The 1976 United States Senate election in Florida was held on November 2, 1976. Incumbent Democratic U.S. Senator Lawton Chiles won re-election to a second term.

== Republican primary ==
3.7% of the voting age population participated in the Republican primary.

=== Candidates ===

- John Grady, Mayor of Belle Glade, family physician, and the American Independent Party's nominee for U.S. Senate in 1974
- Walter Sims, State Senator
- Helen S. Hanel, lawyer.

=== Results ===

Republican Primary – September 7, 1976
| Party |  | Candidate | Votes | % |
|---|---|---|---|---|
|  | Republican | John Grady | 164,644 | 54.51% |
|  | Republican | Walter Sims | 74,684 | 24.73% |
|  | Republican | Helen S. Hansel | 62,718 | 20.76% |
| Total votes |  |  | 414,207 | 100 |

==General election==

=== Candidates ===
- Timothy L. "Tim" Adams (Independent)
- Lawton Chiles, incumbent U.S. Senator (Democratic)
- John Grady, Mayor of Belle Glade (Republican)
- Ed Ice (Independent)

===Results===
Chiles won in a landslide, dominating most geographic areas of the state. Grady won only Collier County.

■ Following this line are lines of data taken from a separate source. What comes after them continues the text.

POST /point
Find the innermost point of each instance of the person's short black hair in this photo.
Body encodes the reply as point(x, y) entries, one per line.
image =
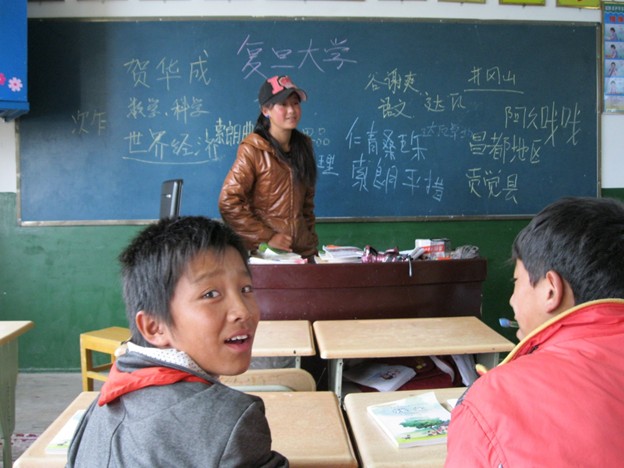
point(582, 239)
point(157, 257)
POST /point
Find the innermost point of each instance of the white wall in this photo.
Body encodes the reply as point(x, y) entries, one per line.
point(612, 125)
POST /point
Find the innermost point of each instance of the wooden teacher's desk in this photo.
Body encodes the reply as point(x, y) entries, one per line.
point(349, 339)
point(306, 427)
point(374, 448)
point(9, 333)
point(284, 338)
point(342, 291)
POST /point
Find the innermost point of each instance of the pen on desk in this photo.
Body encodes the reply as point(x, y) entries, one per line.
point(506, 323)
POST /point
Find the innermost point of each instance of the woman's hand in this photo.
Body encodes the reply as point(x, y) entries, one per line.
point(281, 241)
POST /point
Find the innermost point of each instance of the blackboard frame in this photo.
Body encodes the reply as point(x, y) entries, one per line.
point(25, 221)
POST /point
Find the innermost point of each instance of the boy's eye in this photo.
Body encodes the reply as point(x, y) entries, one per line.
point(211, 294)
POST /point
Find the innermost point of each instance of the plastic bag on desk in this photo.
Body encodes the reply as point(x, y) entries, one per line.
point(371, 255)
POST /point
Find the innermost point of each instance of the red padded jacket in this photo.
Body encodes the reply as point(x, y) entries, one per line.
point(555, 401)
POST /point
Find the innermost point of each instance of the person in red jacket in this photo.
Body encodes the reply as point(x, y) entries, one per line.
point(268, 194)
point(555, 401)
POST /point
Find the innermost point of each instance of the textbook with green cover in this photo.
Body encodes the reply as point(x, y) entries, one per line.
point(413, 421)
point(60, 443)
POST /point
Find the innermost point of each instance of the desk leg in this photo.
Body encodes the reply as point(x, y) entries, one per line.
point(489, 360)
point(8, 379)
point(335, 377)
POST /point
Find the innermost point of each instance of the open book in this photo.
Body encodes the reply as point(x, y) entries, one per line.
point(413, 421)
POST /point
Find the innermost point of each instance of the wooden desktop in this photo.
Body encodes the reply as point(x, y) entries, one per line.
point(342, 291)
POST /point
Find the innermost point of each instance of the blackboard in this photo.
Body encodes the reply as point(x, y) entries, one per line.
point(410, 119)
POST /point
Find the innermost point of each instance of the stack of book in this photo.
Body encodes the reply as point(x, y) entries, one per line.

United States Senate Election in Florida, 1976
| Party |  | Candidate | Votes | % |
|---|---|---|---|---|
|  | Democratic | Lawton Chiles (incumbent) | 1,799,518 | 62.98% |
|  | Republican | John Grady | 1,057,886 | 37.02% |
|  | Write-in |  | 130 | 0.00% |
| Majority |  |  | 741,632 | 25.96% |
| Turnout |  |  | 2,857,534 | 77% |
|  | Democratic hold |  |  |  |

==See also==
- 1976 United States Senate elections

==Works cited==
- "Party Politics in the South" (1980)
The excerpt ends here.